Reflecting ongoing market developments, the Basel Committee has finalized revisions to all three “pillars” of the final Basel Accord.  These deal with specific regulatory-capital standards, supervisory and risk-management requirements and additional disclosures that are designed to improve market discipline. Much in the revisions addresses specific problems that have led to the global financial-system’s collapse.  For example, the rules will sharply increase the risk-based capital required for complex securitizations and reduce reliance on the credit ratings agencies (on whom much of the mortgage-backed securities debacle has been blamed).   The final standards also include a detailed discussion of compensation practice, mandating an array of reforms designed to link remuneration incentives to long-term risk-management ones.  The net result of the new capital and risk-management requirements will be sharply higher regulatory capital, especially for institutions with concentrated and/or complex positions.  This will contribute to the industry restructuring already under way as a result of market forces, likely leading to smaller institutions that rely more on traditional intermediation, not securitization and complex off-balance sheet structures.  Sharply higher capital will also be required for reputational risk, with this affecting those banks active in sponsoring investment vehicles such as money-market mutual and hedge funds.   

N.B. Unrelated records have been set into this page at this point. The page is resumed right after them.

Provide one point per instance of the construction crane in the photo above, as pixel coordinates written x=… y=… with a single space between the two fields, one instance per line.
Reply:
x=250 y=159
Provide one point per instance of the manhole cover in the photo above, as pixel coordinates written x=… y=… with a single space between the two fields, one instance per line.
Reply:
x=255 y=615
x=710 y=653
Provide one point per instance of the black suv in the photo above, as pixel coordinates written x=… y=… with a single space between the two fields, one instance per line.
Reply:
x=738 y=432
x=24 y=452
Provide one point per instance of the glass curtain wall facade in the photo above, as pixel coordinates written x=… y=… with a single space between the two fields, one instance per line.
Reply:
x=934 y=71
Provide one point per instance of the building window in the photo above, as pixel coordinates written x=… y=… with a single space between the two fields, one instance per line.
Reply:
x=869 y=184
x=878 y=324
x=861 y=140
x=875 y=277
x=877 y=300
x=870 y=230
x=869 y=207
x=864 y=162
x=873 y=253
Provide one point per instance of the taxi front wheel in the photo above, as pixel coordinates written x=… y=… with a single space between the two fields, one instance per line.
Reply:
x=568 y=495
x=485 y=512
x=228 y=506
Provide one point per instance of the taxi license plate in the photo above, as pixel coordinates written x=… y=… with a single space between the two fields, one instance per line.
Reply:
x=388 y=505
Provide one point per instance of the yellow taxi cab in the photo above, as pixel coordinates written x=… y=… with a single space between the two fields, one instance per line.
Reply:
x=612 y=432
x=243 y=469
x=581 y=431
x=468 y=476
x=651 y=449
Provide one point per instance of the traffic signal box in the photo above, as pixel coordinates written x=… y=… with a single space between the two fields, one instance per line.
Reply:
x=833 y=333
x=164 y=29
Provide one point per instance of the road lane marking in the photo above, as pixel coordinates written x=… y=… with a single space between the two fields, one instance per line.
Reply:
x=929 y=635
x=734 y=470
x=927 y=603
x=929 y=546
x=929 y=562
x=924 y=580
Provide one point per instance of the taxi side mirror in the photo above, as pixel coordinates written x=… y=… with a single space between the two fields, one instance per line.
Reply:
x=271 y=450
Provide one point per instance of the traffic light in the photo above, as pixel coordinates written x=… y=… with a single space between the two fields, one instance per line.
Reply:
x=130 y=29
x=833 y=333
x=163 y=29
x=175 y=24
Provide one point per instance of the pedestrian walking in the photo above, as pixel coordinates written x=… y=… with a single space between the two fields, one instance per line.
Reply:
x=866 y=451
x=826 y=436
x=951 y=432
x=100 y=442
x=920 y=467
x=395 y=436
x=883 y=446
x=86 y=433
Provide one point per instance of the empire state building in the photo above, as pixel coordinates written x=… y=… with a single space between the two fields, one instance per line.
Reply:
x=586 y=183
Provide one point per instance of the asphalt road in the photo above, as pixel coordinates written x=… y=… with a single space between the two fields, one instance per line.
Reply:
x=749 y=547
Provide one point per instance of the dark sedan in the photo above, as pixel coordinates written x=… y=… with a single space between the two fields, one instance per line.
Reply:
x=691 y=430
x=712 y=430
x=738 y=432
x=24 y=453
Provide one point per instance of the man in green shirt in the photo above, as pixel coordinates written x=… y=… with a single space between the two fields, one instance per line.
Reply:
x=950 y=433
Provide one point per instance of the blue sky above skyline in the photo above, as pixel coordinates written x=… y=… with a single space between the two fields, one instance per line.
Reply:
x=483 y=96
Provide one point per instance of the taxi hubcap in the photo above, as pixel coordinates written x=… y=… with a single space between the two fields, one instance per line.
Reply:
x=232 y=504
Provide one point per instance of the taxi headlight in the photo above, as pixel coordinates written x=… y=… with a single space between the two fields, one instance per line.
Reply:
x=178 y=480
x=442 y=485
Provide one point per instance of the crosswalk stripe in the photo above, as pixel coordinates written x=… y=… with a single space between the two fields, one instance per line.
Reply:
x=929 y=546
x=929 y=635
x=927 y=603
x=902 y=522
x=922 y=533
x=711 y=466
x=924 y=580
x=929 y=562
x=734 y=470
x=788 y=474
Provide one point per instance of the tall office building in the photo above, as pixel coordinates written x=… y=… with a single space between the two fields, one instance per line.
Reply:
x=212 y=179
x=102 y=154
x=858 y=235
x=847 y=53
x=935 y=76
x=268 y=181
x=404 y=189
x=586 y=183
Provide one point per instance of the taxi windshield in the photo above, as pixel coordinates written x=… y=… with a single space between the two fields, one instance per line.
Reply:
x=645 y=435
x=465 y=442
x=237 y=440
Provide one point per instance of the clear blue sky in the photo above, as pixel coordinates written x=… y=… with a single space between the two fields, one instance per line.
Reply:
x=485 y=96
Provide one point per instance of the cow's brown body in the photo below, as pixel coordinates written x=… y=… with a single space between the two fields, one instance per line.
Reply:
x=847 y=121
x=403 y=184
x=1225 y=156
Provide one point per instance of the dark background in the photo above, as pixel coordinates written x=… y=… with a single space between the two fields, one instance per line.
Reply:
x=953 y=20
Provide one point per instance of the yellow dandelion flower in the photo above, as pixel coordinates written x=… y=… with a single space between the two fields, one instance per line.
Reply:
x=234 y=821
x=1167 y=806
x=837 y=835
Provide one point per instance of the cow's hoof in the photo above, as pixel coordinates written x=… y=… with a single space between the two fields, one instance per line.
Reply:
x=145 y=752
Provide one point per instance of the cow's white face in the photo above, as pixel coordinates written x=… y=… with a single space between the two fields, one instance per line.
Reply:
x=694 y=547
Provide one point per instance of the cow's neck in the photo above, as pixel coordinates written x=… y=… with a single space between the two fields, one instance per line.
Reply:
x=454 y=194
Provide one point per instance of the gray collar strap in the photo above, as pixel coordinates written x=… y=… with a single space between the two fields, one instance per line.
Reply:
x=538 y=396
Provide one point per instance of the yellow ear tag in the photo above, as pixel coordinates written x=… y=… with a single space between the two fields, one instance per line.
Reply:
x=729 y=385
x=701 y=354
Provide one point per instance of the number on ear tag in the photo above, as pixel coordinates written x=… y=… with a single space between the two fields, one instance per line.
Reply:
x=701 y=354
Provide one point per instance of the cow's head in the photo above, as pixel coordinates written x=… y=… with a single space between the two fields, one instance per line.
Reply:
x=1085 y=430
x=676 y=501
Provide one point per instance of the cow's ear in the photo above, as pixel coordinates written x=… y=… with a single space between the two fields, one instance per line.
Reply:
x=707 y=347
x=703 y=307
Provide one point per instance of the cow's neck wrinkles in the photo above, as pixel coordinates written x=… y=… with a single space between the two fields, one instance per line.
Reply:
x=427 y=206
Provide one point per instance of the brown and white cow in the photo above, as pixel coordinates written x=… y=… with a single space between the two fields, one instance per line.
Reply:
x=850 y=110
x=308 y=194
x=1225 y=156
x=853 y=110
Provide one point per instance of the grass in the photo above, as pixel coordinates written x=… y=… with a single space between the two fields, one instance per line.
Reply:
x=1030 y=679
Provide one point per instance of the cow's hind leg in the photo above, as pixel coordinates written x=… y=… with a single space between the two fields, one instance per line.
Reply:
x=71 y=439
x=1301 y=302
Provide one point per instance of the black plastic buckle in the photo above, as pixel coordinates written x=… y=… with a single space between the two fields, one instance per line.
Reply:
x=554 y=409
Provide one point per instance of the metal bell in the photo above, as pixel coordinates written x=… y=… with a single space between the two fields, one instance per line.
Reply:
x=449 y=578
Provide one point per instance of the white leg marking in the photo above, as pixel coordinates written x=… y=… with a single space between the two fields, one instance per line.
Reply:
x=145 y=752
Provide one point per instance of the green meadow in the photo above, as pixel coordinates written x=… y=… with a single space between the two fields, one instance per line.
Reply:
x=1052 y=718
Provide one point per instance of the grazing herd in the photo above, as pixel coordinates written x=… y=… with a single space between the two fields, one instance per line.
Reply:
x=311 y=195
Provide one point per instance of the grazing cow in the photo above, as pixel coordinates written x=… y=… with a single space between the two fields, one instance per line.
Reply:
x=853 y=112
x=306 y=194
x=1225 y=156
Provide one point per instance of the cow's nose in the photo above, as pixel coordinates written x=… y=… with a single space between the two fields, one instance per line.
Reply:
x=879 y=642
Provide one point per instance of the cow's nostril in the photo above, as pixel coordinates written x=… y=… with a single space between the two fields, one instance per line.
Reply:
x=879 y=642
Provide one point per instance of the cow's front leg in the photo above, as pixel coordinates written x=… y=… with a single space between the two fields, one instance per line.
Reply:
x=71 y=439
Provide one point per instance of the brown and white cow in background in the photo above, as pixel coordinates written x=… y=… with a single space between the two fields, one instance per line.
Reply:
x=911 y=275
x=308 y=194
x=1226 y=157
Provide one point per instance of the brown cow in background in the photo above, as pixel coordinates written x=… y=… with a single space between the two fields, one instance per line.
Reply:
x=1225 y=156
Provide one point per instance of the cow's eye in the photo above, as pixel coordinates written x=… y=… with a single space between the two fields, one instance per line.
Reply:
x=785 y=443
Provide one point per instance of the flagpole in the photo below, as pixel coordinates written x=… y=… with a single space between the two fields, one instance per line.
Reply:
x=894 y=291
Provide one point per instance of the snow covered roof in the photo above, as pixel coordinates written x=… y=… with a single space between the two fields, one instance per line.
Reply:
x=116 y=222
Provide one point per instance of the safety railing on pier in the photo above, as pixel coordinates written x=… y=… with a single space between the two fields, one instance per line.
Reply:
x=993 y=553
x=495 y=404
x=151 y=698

In conjunction with this final rule, the Basel Committee also clarified next steps for revising the overall risk-based capital, supervisory and disclosure framework.  Although nothing will be done to raise regulatory-capital requirements until 2011 at the earliest to minimize market disruption and slow the recovery, global regulators have finalized plans to impose a new, minimum capital standard and revise the types of instruments that can be considered capital.